They moved toward an empty section of table mid-level.
The moment they turned toward it, the cadets sitting there quickly gathered their trays and relocated without a word.
Jake grinned. "We FEAR them."
Danny groaned. "They fear you falling on them with your full weight."
"Rude," Jake said, but didn't deny it.
They sat.
Danny slid into place at the end of the bench, Swift on his right, Mira across from him. Jake took the far corner, immediately piling food into a precarious tower. Jade sprawled next to him with his tray tilted to one side. Shadeclaw sat slightly apart, on the edge, like he wasn't quite sure how to share space with others yet.
The initial silence was heavy.
Then the whispers started again.
"Look, that's him up close."
"He doesn't look like a god-eating monster."
"That's because he's in casual mode, idiot."
"Is that the guy who broke the Meatgrinder piston?"
"He melted a drone yesterday, I saw it."
"No, that was the Golden one."
"Which one's which?"
A pair of cadets approached.
They were young—probably only a year into their training.
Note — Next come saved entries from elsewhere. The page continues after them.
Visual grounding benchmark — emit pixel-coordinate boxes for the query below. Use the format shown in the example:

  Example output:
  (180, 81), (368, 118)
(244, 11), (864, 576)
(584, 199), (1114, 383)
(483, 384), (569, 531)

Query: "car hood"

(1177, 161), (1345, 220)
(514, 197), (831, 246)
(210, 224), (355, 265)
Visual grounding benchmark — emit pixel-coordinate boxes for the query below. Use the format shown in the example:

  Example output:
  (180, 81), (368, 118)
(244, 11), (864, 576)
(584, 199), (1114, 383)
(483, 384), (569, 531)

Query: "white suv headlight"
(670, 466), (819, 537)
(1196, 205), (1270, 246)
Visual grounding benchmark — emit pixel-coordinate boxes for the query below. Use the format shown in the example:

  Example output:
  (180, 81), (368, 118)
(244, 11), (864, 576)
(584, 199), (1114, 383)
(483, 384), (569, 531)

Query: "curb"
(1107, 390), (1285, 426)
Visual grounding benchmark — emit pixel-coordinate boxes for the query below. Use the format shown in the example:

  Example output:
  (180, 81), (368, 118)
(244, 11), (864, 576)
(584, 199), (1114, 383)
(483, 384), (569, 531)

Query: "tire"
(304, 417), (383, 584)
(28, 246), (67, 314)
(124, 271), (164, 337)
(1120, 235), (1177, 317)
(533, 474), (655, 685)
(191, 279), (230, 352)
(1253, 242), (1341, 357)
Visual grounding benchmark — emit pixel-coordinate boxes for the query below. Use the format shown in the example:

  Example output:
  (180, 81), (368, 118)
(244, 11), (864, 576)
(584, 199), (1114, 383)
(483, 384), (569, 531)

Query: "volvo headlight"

One was feline, with tawny fur and a pattern of dark stripes across her face, her ears flicking nervously. The other was a crystalline being, angular facets glowing faintly from within, hovering half an inch off the floor.
"Um…" the feline cadet said. "Hi."
Danny looked up. "Hi."
Jake gave them a double-finger point. "Fans."
Jade elbowed him in the ribs.
The crystalline cadet bobbed in place anxiously. "We, um… we watched the tournament broadcasts. You guys were… incredible. I mean, I've never seen someone use chi like that." They looked at Jade. "And your transformation." They glanced at Danny. "And shadow movement." Shadeclaw. "And you." To Swift. "Half-dragon forms. And Mira. You're terrifying."
Mira blinked. "…Thank you."
"C-can we sit with you?" the feline asked.
Danny opened his mouth.
"Absolutely," Jake said, scooting over so aggressively he almost knocked Jade off the bench. "Come, bask in the glory of our soreness!"
The two cadets sat. The crystalline one did not so much sit as hover politely at table height.
"I'm Tessa," the feline said. "Sniper track."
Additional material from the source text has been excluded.